Ok. Writing Fiction In The Past has got me back into the theme of the Wanderer in the darkness and the wind. "The Sorrow of Odin the Goth" opens:
"Wind gusted out of twilight as the door opened."
-Poul Anderson, "The Sorrow of Odin the Goth" IN Anderson, Time Patrol (Riverdale, NY, 2006), 372, p. 333.
Later:
"The door flew open.
"Dusk had deepened fast, when autumn was on hand, so that the newcomer stood in the middle of blackness. Wind flapped the edges of his blue cloak, flung a few dead leaves in past him, whistled and chilled along the room. Folk turned to see who had come, drew a sharp breath, and those who had been seated now scrambled to stand.

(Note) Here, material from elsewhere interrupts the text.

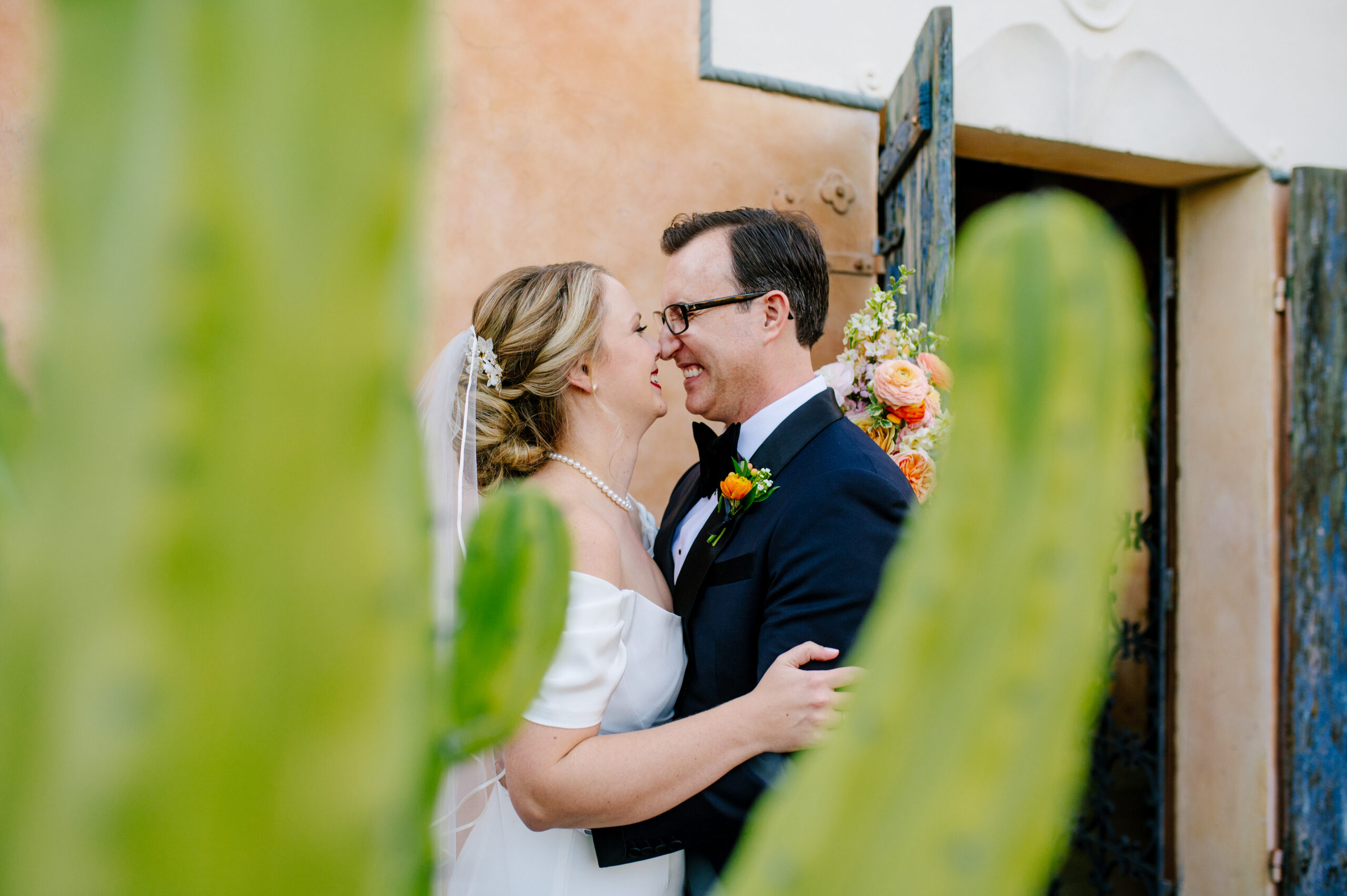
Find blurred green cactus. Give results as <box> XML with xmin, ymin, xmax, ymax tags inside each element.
<box><xmin>725</xmin><ymin>193</ymin><xmax>1147</xmax><ymax>896</ymax></box>
<box><xmin>439</xmin><ymin>486</ymin><xmax>570</xmax><ymax>762</ymax></box>
<box><xmin>0</xmin><ymin>330</ymin><xmax>32</xmax><ymax>524</ymax></box>
<box><xmin>0</xmin><ymin>0</ymin><xmax>431</xmax><ymax>896</ymax></box>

It was the Wanderer." (p. 339)
Time Patrolman Carl Farness, who is the Wanderer, explains to Manse Everard:
"'Wodan-Mercury-Hermes is the Wanderer because he's the god of the wind.'" (1980, p. 390)
The Roman general Cerialis tells Everardus:
"'You're royal at home, descended from Mercury. Got to be, the way you bear yourself.'"
-"Star of the Sea" IN Time Patrol, 16, p. 604.
Mercury, divine super-speedster, would make an appropriate patron deity for the Time Patrol. Nicholas van Rijn tells us here that Mercury is also the god of thieves - who work in darkness.
When Carl as the Wanderer leaves his descendants for the last time:
"He strode through the shadows, out the door, into the rain and the wind."
-"The Sorrow of Odin the Goth," 372, p. 459.
1 comment:
Kaor, Paul!
And one reason why Everard seemed so regal to Cerialis is because the former was backed, if need be, by the powers and weapons of the Time Patrol. That can't help but to give Patrol agents more ASSURANCE.
And to counterbalance Mercury, the god of thieves, there is St. Dismas, the patron of REPENTANT thieves! And St. Dismas was one of Old Nick's favorite saints, as we know.